Cette affaire civile fait actuellement l’objet d’un appel devant la Cour populaire suprême, qui a entendu les arguments en décembre. Une décision est toujours en attente.

Alors que l’affaire précédente se concentrait sur les dommages civils, la dernière plainte vise Apple par le biais du système administratif chinois, ce qui pourrait potentiellement conduire à une action réglementaire plus rapide.

M. Wang a déclaré à Reuters que cette route pourrait passer plus efficacement par les canaux gouvernementaux par rapport aux procédures judiciaires précédentes.

Le moment de la plainte coïncide avec des tensions plus larges entre la Chine et les États-Unis, où les deux pays ont de plus en plus utilisé la politique commerciale et la réglementation technologique comme outils de concurrence stratégique.

Les autorités de Pékin ont accordé une attention accrue aux opérations des grandes entreprises technologiques américaines, dont Apple, à un moment où Washington a renforcé les restrictions à l’exportation sur les entreprises technologiques chinoises.

La Chine intensifie la surveillance antitrust des entreprises technologiques américaines

La plainte contre Apple s’inscrit également dans une tendance plus large de la Chine à intensifier la surveillance antitrust des entreprises technologiques basées aux États-Unis.

Plus tôt cette année, les régulateurs chinois ont ouvert des enquêtes sur plusieurs grandes entreprises américaines, dont le fabricant de puces Qualcomm, qui fait l’objet d’un examen minutieux pour son projet d’acquisition de la société israélienne de technologie automobile Autotalks.

De telles actions indiquent que Pékin exerce un contrôle réglementaire accru sur les entreprises étrangères opérant sur son marché, en particulier dans les domaines jugés stratégiquement importants.

Le rôle dominant d’Apple sur le marché chinois des smartphones et des applications le positionne carrément dans l’objectif réglementaire du gouvernement.

La société fait généralement valoir que ses politiques sur l’App Store sont conçues pour protéger les utilisateurs contre la fraude et les risques de sécurité, tout en garantissant aux développeurs une plate-forme équitable pour la monétisation.

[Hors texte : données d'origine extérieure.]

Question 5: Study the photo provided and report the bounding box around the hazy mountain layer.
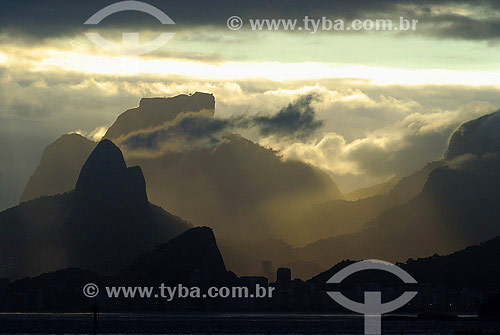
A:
[301,112,500,266]
[17,93,342,243]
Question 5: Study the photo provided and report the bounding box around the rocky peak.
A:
[104,92,215,139]
[445,111,500,159]
[76,140,149,206]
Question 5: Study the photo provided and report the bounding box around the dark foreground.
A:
[0,313,500,335]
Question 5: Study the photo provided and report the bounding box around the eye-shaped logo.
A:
[84,1,175,55]
[327,259,418,335]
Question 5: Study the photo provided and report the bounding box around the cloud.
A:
[252,94,324,140]
[118,94,324,155]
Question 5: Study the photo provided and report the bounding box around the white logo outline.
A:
[326,259,418,335]
[84,1,175,56]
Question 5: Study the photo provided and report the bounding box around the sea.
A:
[0,312,500,335]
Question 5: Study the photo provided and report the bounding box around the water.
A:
[0,313,500,335]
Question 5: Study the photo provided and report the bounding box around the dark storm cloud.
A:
[253,94,324,140]
[120,94,324,151]
[428,15,500,40]
[120,113,231,151]
[0,0,500,40]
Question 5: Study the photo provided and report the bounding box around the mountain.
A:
[300,112,500,267]
[17,93,342,243]
[0,227,236,312]
[118,227,236,285]
[292,160,446,242]
[0,140,190,278]
[344,176,401,201]
[104,92,215,140]
[21,134,97,202]
[309,237,500,292]
[445,112,500,159]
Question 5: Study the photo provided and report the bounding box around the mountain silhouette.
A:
[309,237,500,291]
[293,160,446,242]
[0,140,190,278]
[104,92,215,140]
[0,227,237,312]
[117,227,235,285]
[21,134,97,203]
[17,93,342,240]
[301,112,500,266]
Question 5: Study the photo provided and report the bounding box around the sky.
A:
[0,0,500,209]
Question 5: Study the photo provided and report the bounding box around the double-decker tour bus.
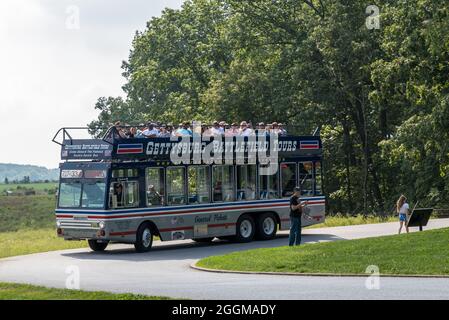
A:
[53,127,325,252]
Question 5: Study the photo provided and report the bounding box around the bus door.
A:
[109,169,139,209]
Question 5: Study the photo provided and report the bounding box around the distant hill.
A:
[0,163,59,183]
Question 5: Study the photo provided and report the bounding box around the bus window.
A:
[212,166,235,202]
[237,165,257,201]
[146,168,165,206]
[259,165,279,199]
[188,166,210,204]
[112,169,139,178]
[315,161,323,196]
[81,182,106,208]
[281,163,296,198]
[299,162,313,196]
[167,167,186,206]
[59,181,81,208]
[109,181,139,209]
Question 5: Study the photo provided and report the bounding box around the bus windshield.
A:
[59,181,106,209]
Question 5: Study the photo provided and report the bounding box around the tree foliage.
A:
[90,0,449,213]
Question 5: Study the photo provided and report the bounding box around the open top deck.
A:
[53,128,322,164]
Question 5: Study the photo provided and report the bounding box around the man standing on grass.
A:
[289,187,310,247]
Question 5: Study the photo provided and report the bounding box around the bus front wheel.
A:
[256,212,277,240]
[233,214,256,242]
[87,239,108,251]
[134,223,153,252]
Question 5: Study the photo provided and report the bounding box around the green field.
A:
[307,214,398,228]
[197,228,449,275]
[0,282,169,300]
[0,195,56,232]
[0,229,87,258]
[0,195,87,258]
[0,195,400,258]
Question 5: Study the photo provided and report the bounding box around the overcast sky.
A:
[0,0,183,168]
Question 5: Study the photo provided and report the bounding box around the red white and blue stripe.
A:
[299,140,320,149]
[117,143,143,154]
[56,197,325,220]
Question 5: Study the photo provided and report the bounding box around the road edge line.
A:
[190,260,449,279]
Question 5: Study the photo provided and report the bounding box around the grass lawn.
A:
[0,195,56,232]
[197,228,449,275]
[0,228,87,258]
[307,214,398,228]
[0,282,169,300]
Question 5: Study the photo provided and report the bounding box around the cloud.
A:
[0,0,182,167]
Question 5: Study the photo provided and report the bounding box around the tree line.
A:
[89,0,449,214]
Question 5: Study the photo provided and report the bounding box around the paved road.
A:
[0,219,449,300]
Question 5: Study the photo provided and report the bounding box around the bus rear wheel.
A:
[134,223,153,252]
[233,214,256,242]
[256,212,277,240]
[87,239,109,251]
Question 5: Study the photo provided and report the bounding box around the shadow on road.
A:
[61,234,344,262]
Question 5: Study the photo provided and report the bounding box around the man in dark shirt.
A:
[289,187,307,246]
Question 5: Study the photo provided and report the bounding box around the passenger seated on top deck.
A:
[114,121,128,138]
[147,185,164,206]
[110,183,124,208]
[239,121,253,137]
[157,124,171,138]
[176,121,192,137]
[210,121,222,136]
[127,127,137,139]
[142,122,159,138]
[225,122,239,137]
[134,124,146,138]
[279,123,287,136]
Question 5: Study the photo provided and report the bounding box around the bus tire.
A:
[256,212,278,240]
[192,237,215,243]
[87,239,109,251]
[233,214,256,242]
[134,223,153,252]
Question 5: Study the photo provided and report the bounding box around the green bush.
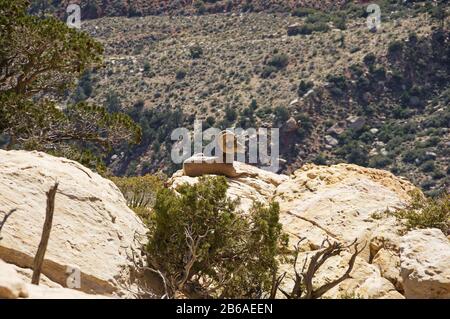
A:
[394,191,450,235]
[111,175,165,219]
[297,80,314,97]
[267,54,289,70]
[146,177,287,298]
[189,45,203,59]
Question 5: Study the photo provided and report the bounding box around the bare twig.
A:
[31,182,58,285]
[276,238,365,299]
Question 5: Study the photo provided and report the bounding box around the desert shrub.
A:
[111,174,165,219]
[292,8,317,17]
[363,53,377,66]
[394,191,450,235]
[297,80,314,97]
[420,160,434,173]
[175,69,187,80]
[388,41,403,55]
[267,54,289,70]
[313,153,327,165]
[369,155,392,168]
[146,177,287,298]
[189,45,203,59]
[194,0,206,14]
[274,106,289,123]
[225,107,237,123]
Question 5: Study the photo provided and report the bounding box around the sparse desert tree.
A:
[272,239,365,299]
[142,177,286,298]
[0,0,140,172]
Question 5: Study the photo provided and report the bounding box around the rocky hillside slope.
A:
[32,0,351,19]
[63,2,450,198]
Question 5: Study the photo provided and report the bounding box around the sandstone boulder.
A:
[0,259,28,299]
[400,229,450,298]
[0,150,146,296]
[274,164,415,261]
[169,162,288,213]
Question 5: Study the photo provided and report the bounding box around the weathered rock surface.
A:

Cependant, les critiques affirment que les commissions élevées et le manque d’options de paiement désavantagent à la fois les consommateurs et les fabricants d’applications.

Un nouveau test pour la stratégie réglementaire mondiale d’Apple

Si les régulateurs chinois décident de se saisir de l’affaire, cela pourrait marquer une escalade significative dans le débat mondial en cours sur le modèle économique d’Apple.

L’entreprise a déjà fait face à des réticences réglementaires sur d’autres marchés, en particulier dans le cadre de la loi sur les marchés numériques de l’Union européenne, qui oblige les grandes entreprises technologiques à ouvrir leurs écosystèmes.

Pour Apple, la plainte en Chine pourrait mettre à l’épreuve sa capacité à naviguer dans un environnement réglementaire mondial de plus en plus fragmenté.

Le résultat pourrait également influencer la façon dont l’entreprise structure ses services sur des marchés qui continuent d’exiger plus de transparence et de concurrence.